Ádám Urbán has been long interested in the special milieu created by fauna and flora in enclosed spaces; he has worked in numerous domestic and foreign zoos and botanical gardens. Learning about the manifold mission of the National Botanical Garden of Vácrátót, he was drawn to reporting on the responsible and intensive processes of scientific work. Thanks to the relationship he built with the Botanical Garden's management and staff, he photographed regularly in Vácrátót for a year starting in 2024. The resulting image series not only showcases the Garden's various units and the roles of those working there but also how the rhythm of the seasons shapes the constantly changing, living space of the arboretum. The Garden presents 13,000 plant species and varieties in a 200-year-old landscape garden, featuring varied terrain, a lake system, an artificial waterfall, spacious clearings and garden structures. The Botanical Garden is a nature conservation area and monument of national significance, a gene bank, an inexhaustible treasure trove for research and education, as well as a living museum. They have been maintaining four main collections: the Dendrology collection, the Taxonomy collection, the Perennial and Rock Garden collection, and the Greenhouse collection.

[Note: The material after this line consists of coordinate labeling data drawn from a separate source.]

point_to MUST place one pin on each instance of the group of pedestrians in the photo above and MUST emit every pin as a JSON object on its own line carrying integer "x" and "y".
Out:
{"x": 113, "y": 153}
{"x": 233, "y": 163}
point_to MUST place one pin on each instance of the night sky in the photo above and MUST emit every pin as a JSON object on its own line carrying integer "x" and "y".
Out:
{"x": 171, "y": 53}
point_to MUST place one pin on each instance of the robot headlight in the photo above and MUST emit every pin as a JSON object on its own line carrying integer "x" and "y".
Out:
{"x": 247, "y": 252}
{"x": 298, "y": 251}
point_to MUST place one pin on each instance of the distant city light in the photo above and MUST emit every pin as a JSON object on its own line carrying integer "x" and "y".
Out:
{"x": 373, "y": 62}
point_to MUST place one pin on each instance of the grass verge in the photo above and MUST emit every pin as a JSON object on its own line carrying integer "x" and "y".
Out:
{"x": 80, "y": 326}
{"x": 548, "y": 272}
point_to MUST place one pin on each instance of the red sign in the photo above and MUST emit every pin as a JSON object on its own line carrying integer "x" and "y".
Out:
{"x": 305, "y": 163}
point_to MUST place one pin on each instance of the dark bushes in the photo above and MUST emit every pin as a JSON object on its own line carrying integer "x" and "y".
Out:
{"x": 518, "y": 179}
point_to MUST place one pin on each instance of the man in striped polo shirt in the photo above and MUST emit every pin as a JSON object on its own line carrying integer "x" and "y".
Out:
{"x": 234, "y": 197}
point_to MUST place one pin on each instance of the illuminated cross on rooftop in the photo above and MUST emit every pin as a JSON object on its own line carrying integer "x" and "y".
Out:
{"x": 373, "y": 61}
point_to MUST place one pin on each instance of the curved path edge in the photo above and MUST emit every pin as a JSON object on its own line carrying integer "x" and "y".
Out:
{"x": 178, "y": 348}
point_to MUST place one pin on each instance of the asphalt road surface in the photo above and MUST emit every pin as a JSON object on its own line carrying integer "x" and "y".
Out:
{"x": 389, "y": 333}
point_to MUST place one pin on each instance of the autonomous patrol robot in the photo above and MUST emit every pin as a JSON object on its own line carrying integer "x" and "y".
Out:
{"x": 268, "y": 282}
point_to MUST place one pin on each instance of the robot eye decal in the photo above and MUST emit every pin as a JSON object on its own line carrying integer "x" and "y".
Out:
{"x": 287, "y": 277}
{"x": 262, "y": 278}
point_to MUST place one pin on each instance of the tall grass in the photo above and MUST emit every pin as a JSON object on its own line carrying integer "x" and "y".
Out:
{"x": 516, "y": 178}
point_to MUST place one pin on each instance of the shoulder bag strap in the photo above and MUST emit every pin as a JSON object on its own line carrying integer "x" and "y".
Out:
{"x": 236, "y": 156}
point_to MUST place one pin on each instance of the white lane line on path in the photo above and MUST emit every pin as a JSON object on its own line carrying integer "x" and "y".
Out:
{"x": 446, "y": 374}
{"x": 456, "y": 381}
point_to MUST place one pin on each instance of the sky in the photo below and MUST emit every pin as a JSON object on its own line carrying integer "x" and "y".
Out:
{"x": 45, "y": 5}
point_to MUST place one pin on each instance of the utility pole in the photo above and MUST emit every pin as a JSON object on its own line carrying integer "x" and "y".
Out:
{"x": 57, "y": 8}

Inseparable interconnectedness
The interaction between water, plants, and light helps humans adapt to seasonal changes and attunes them to nature's rhythm. The word ecology derives from the Greek "oikos", originally meaning house, but also translated as household, where all inhabitants of the house live together. In his book Együttéléstan (Convivialism), András Lányi writes about this family circle: "The environment, conceived as a household, is not merely the place but the way of our dwelling: all that we do when we keep house and care for ourselves and ours." Ádám Urbán’s photographs convey that the botanical garden is not merely a static space but a living, breathing world requiring the continuous care and attention of those working there. In this approach, the photo series focuses the attention on the inseparable interdependence of plants, animals, and humans, while helping to realize insights arising from the power of care and maintenance.